Limitations of existing serving systems
- Resource Waste. Resources are isolated across models. Good for performance / tail latency. Bad for resource utilization.
- Inconsideration for Ops’ Characteristics. When inferencing, logistic regression takes only 0.3% time whereas Ngram and Concat take majority time. Could have used better execution plans if white box.
- Lazy Initialization. Leads to long tail latency. This problem is ML.Net specific but probably also applies to other serving systems. Things that take time when cold start: JIT, memory allocation, …
End-to-end Optimizations
- AoT compilation
- Memory pre-allocation
Multi-model Optimizations
- Object Store: maintain a single copy of the same model parameters.
- Sub-plan Materialization: Save intermediate results so that other models can use.
System components: Flour (Intermediate Representation), Oven (Compiler/Optimizer), Runtime, FrontEnd (User facing)
Offline Phase
- Translate model to Flour: Automated, because there is a one-to-one mapping from a ML.Net program to Flour.
- Oven builds and optimizes a model execution plan.
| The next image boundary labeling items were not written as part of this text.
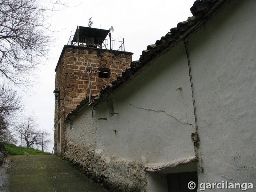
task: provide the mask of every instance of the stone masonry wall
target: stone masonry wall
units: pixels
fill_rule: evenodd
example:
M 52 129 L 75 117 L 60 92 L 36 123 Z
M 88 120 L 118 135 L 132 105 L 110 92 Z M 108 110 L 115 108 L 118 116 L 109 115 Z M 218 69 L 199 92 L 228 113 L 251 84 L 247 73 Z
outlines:
M 68 141 L 63 156 L 96 182 L 103 183 L 113 192 L 146 192 L 147 174 L 142 163 L 109 157 L 100 149 L 90 149 L 85 145 Z
M 90 85 L 92 95 L 99 93 L 103 86 L 120 75 L 130 67 L 130 52 L 65 45 L 55 72 L 55 89 L 60 90 L 59 102 L 55 100 L 55 130 L 60 121 L 62 153 L 66 144 L 65 118 L 83 99 L 89 96 L 87 61 L 89 70 Z M 109 78 L 99 77 L 100 68 L 110 69 Z M 57 153 L 57 133 L 55 134 L 55 152 Z

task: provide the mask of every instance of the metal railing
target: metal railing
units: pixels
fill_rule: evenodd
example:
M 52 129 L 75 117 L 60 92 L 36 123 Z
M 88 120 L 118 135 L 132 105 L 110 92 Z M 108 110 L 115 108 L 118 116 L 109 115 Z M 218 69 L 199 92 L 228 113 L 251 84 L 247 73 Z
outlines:
M 109 39 L 106 39 L 103 40 L 101 39 L 79 36 L 79 42 L 78 42 L 72 41 L 74 36 L 74 35 L 70 35 L 68 42 L 68 45 L 83 46 L 103 49 L 125 51 L 124 38 L 123 38 L 123 41 L 114 40 L 111 40 L 110 41 Z

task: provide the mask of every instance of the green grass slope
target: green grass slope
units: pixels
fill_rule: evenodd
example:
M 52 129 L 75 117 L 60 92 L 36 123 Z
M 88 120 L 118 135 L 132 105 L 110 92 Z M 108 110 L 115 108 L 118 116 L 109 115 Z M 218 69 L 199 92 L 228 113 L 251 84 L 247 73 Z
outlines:
M 20 147 L 16 145 L 5 143 L 4 147 L 7 151 L 7 155 L 51 155 L 50 153 L 41 151 L 33 148 Z

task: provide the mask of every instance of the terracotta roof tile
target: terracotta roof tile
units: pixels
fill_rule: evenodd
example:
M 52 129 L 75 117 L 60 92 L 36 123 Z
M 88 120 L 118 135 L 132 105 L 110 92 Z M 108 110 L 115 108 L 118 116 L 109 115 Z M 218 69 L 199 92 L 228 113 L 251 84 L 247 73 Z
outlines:
M 216 10 L 228 0 L 197 0 L 195 1 L 190 11 L 193 15 L 186 21 L 178 23 L 177 27 L 171 29 L 165 35 L 157 40 L 155 44 L 149 45 L 142 51 L 139 60 L 132 61 L 130 67 L 123 72 L 122 76 L 111 82 L 112 86 L 105 85 L 100 93 L 99 96 L 95 98 L 91 106 L 96 107 L 107 99 L 118 88 L 132 79 L 159 56 L 163 54 L 180 41 L 193 31 L 197 27 L 203 25 L 212 16 Z M 78 106 L 77 107 L 79 107 Z M 70 113 L 72 113 L 72 112 Z M 68 116 L 68 117 L 69 116 Z

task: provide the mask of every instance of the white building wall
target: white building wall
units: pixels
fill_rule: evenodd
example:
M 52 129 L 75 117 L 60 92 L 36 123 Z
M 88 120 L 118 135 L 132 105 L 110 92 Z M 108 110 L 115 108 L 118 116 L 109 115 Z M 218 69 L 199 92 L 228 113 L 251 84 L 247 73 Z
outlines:
M 189 39 L 204 168 L 198 173 L 198 184 L 256 183 L 255 8 L 252 0 L 231 1 Z M 176 91 L 179 87 L 181 90 Z M 95 109 L 94 118 L 87 108 L 72 120 L 66 156 L 79 156 L 77 162 L 92 167 L 86 172 L 104 175 L 102 179 L 113 188 L 125 183 L 119 189 L 166 191 L 166 185 L 159 188 L 163 180 L 155 175 L 149 174 L 147 183 L 143 168 L 195 155 L 191 138 L 195 132 L 194 111 L 183 42 L 111 97 L 118 115 L 110 117 L 105 101 Z M 68 151 L 76 148 L 72 145 L 84 148 L 74 155 Z M 90 160 L 83 159 L 86 153 Z M 147 185 L 147 189 L 143 187 Z
M 231 1 L 189 39 L 199 183 L 256 184 L 255 8 L 255 1 Z

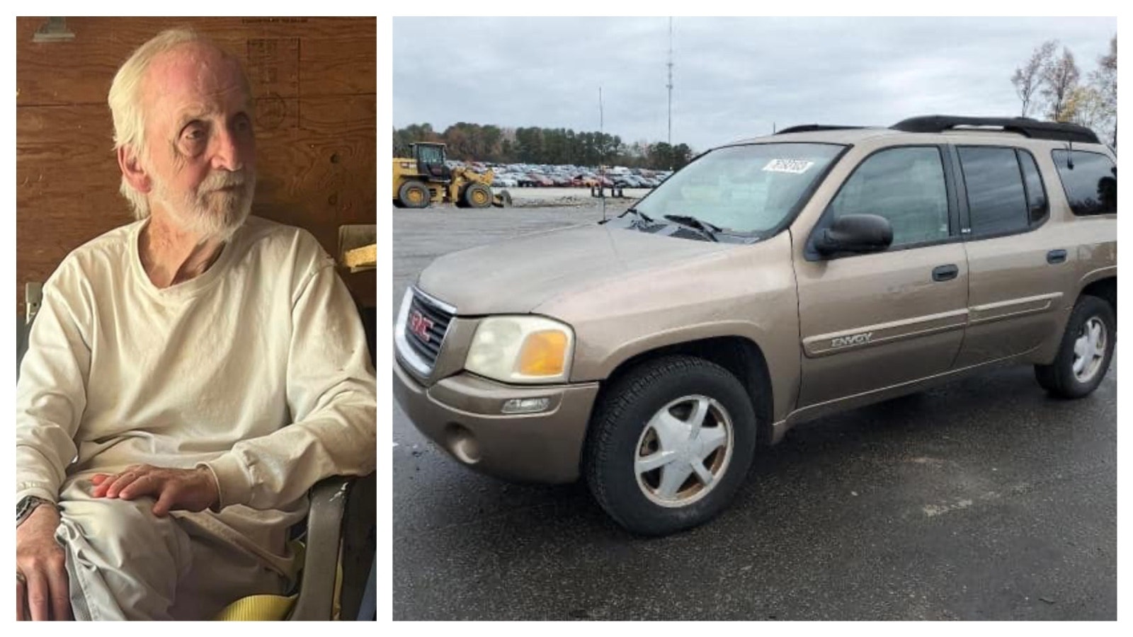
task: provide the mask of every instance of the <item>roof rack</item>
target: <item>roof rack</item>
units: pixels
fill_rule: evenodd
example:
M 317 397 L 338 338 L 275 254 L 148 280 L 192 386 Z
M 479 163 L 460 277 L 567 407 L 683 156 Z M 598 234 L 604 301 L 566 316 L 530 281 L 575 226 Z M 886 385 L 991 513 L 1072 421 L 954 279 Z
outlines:
M 787 133 L 810 133 L 812 130 L 847 130 L 851 128 L 864 128 L 864 126 L 829 126 L 826 124 L 802 124 L 799 126 L 784 128 L 783 130 L 777 130 L 775 134 L 786 135 Z
M 960 127 L 995 127 L 1034 139 L 1079 142 L 1083 144 L 1101 143 L 1098 136 L 1084 126 L 1039 121 L 1028 117 L 955 117 L 930 114 L 903 119 L 889 128 L 904 130 L 905 133 L 943 133 Z

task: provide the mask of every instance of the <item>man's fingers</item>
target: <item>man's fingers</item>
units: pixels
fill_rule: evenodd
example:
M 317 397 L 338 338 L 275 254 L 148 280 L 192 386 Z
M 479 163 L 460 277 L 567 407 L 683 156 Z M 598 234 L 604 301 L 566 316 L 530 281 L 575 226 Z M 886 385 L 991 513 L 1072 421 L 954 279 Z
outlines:
M 134 482 L 130 482 L 126 486 L 121 487 L 118 492 L 118 496 L 125 500 L 133 500 L 138 495 L 152 495 L 159 489 L 161 489 L 161 481 L 157 476 L 153 474 L 146 474 L 137 476 Z M 113 498 L 113 495 L 111 495 Z
M 32 611 L 32 621 L 46 621 L 48 617 L 48 580 L 39 569 L 24 572 L 27 578 L 27 606 Z
M 70 619 L 70 586 L 67 581 L 67 562 L 59 559 L 49 564 L 48 584 L 51 586 L 51 619 Z
M 165 517 L 169 510 L 173 508 L 174 504 L 174 492 L 173 489 L 167 484 L 165 489 L 161 490 L 161 498 L 157 498 L 157 502 L 153 506 L 153 515 L 159 518 Z
M 107 489 L 107 498 L 118 498 L 118 494 L 126 487 L 126 485 L 138 478 L 137 474 L 125 473 L 114 478 L 114 482 Z

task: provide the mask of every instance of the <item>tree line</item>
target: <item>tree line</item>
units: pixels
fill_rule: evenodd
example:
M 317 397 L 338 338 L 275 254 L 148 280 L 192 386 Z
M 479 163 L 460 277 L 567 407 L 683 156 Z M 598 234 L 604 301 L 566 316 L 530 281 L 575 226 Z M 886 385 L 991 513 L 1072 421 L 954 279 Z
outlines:
M 1079 124 L 1117 147 L 1117 35 L 1109 52 L 1098 58 L 1098 67 L 1085 77 L 1066 46 L 1058 41 L 1034 48 L 1011 76 L 1022 102 L 1022 117 L 1031 113 L 1054 121 Z
M 436 131 L 429 124 L 393 129 L 393 156 L 409 156 L 414 142 L 448 145 L 450 159 L 492 163 L 624 165 L 676 170 L 692 160 L 687 144 L 627 143 L 617 135 L 570 128 L 520 127 L 457 122 Z

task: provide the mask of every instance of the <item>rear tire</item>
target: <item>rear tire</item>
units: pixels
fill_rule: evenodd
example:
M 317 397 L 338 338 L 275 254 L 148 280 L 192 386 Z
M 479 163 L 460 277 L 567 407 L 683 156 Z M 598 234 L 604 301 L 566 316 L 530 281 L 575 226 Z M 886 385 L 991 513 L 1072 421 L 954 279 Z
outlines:
M 1082 296 L 1066 321 L 1058 356 L 1050 365 L 1036 365 L 1034 377 L 1051 396 L 1089 396 L 1109 371 L 1116 340 L 1113 307 L 1098 297 Z
M 469 184 L 461 196 L 468 207 L 491 207 L 492 188 L 484 184 Z
M 398 199 L 404 207 L 427 207 L 429 198 L 428 187 L 420 181 L 406 181 L 398 190 Z
M 667 535 L 731 503 L 755 455 L 756 415 L 727 370 L 689 356 L 658 358 L 603 396 L 583 474 L 614 521 L 640 535 Z

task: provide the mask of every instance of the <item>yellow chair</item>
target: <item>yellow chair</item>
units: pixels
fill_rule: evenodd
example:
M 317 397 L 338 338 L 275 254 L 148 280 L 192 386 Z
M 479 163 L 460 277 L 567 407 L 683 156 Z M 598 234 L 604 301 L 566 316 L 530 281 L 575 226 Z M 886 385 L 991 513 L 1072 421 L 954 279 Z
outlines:
M 374 558 L 375 474 L 334 476 L 310 490 L 303 564 L 295 595 L 252 595 L 229 604 L 221 621 L 331 620 L 358 615 Z M 297 553 L 298 554 L 298 553 Z

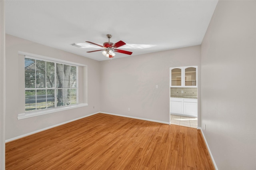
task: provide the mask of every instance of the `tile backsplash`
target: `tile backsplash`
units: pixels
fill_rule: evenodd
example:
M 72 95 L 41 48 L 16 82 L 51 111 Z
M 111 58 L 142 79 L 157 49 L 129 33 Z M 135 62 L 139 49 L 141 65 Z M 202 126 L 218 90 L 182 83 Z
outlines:
M 182 91 L 183 93 L 181 93 Z M 170 87 L 171 97 L 197 97 L 196 87 Z

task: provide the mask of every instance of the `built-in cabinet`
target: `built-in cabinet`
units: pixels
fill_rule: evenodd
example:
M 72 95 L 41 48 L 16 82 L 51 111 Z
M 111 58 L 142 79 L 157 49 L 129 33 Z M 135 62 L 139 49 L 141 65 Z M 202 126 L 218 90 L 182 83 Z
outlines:
M 197 117 L 197 99 L 171 97 L 171 114 Z
M 170 69 L 170 87 L 197 87 L 197 67 L 187 66 Z

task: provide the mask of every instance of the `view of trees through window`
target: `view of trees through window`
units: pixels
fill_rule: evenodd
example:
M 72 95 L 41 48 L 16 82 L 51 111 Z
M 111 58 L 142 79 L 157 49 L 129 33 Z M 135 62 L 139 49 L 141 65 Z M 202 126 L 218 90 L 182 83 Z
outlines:
M 76 104 L 78 67 L 25 59 L 25 111 Z

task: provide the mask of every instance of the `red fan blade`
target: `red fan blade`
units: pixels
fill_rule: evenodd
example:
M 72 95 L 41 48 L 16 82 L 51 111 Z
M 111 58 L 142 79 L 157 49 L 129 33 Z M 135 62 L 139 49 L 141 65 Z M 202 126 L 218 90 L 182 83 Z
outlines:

Similar to database systems. Rule-based optimizer. Lots of details that I don’t understand here.
- Register model plan to Runtime. Pick the most efficient implementation (“Physical Stage”).
Online Phase (Runtime, FrontEnd)
Evaluation
- Latency: 3x faster 99% cold start; 45x faster worst cold start
- Memory: 1/25x of ML.Net; 1/62x of ML.Net+Clipper
- Throughput: 10x throughput, close to linear scalability.
Questions
- Inputs are different. How does sub-plan materialization work?
  - Author: Some same input happens frequently. (Bad answer)
  - Author: An input is connected to multiple models. Those models might share some components. (Better answer)
- How many problems this paper solved are specific to ML.Net?
- Memory pool seems like a good idea. I guess TensorFlow’s memory pool isn’t shared across models. But how do they deal with fragmentation?